En retard vers le seuil, de sa vie du matin, déjà tard commencée, pour un matin de travail. Il est presque onze heure, mais des vies s'affolent ; celles qui doivent apporter le repas, aux travailleurs qui se lèvent tôt ; aux familles en vacance au mérite ; aux vieux hommes seuls ; aux VRP, hommes ou femmes, abusant, de gras et de cafés. Ou irons ils se laver les dents ? Et laver leurs téléphones gras, si ce n'est dans les sanitaires de leurs lieux de ravitaillement. Et pour la graisse, pour qu'elle s'en retourne elle aussi, à ses affaires, à ses affaires dans les canalisations de la ville. Car il fait froid et qu'il ne fait pas cette chaleur lourde du sud-ouest ce jour là, le gras ne partira pas. Pas lors du bain chaud. Pas davantage pendant la nuit.

Le retard s'accumule. Car le service est stressé, mal nourris, lui qui n'est pas arrivé à temps pour manger avec ses nouveaux collègues. Lui qui à avalé un morceau de repas frugal, en marchant dans les couloirs de sa correspondance, n'osant pas lever les yeux, dans un métro enseveli. L'homme de service, en retard n'a pas osé manger dans son petit coin, entre une porte et une autre, et entre des enfants et des femmes, et des vieux, des passants. Vont-ils aussi au travail ? A cette heure matinale si tardive. Que font les gens de cette journée dans le gris, sous terre, sans se parler ?

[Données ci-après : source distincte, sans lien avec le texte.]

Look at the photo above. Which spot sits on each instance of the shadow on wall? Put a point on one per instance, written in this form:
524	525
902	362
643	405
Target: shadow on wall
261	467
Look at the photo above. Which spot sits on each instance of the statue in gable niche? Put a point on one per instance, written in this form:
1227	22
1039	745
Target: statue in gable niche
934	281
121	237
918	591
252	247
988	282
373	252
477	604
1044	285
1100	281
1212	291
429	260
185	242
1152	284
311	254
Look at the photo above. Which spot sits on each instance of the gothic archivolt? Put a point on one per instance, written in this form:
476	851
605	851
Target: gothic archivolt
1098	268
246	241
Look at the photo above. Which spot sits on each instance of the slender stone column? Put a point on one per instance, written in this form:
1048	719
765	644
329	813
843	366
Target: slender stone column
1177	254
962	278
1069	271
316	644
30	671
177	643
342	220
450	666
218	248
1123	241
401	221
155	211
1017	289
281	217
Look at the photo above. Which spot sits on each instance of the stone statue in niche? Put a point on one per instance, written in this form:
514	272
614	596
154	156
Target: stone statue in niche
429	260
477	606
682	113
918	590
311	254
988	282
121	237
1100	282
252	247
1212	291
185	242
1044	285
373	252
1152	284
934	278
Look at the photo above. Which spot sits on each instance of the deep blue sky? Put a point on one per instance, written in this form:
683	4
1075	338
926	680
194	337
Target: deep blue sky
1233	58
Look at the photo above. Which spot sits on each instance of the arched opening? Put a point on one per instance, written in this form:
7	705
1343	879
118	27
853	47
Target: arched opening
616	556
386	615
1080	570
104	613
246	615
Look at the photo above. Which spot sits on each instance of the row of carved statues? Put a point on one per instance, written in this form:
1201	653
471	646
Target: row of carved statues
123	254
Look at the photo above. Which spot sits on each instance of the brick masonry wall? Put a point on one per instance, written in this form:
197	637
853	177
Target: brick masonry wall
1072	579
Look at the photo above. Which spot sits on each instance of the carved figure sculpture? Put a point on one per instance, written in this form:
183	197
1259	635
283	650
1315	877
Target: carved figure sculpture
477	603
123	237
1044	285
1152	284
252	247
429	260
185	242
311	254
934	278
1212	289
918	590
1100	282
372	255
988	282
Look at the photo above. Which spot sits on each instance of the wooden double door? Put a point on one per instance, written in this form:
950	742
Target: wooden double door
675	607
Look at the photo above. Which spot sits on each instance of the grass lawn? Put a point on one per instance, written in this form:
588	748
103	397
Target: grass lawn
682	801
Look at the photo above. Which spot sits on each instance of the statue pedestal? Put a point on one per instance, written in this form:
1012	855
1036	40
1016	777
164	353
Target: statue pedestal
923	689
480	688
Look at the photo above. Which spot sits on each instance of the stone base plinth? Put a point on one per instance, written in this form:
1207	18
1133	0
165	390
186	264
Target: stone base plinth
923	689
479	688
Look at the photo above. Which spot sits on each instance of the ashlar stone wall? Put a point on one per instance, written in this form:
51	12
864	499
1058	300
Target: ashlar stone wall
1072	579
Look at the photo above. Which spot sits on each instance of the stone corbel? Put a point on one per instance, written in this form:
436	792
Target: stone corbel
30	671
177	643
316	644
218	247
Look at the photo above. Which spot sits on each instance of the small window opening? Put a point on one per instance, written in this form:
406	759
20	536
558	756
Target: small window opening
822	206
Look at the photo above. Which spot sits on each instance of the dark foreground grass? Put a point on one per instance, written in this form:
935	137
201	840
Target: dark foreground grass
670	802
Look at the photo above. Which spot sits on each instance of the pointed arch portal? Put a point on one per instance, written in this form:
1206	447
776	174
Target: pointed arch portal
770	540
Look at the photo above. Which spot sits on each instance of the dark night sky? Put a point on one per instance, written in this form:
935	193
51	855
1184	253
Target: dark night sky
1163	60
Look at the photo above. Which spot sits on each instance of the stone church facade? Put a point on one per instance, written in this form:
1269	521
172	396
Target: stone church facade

L'homme de la rue a raison. Mais il ne sait pas parler. Il sait hurler.

Il y a dans ce bus tout les visages, tout les rôles, tout les travaux. Comment reconnaître, aujourd'hui, tout les métiers ? Un métier? "Tous les mêmes"? Le chauffeur est en bleu sombre, comme la nuit dans le jour.

Un homme avec un gilet d'actif, dirige le cargo, à reculons. Nous repartons. Les visages sont ceux des hommes dans des brancards, dirigé — la radio parle, le chemin bis — vers l'inconnu, vers l'arrière. Ils sont l'huile visqueuse et grasse de la machine. Ils sont les dévots des rouages — leurs dieux. Les écrous leurs parlent ; les roues, les plaques de fer, les anciens et les nouveaux rivets, les boulons, les charnières. L'homme jure dehors, devant le bus. Il fait des bruits de fumée, des bruits de gaz, des bruits de roulements, des bruits de morceaux de machine qui craquent. Il est le bruit, et la viscosité, le glissement. L'homme joue le tremblement de la machine, il joue l’écrou qui s’égraine au goulot.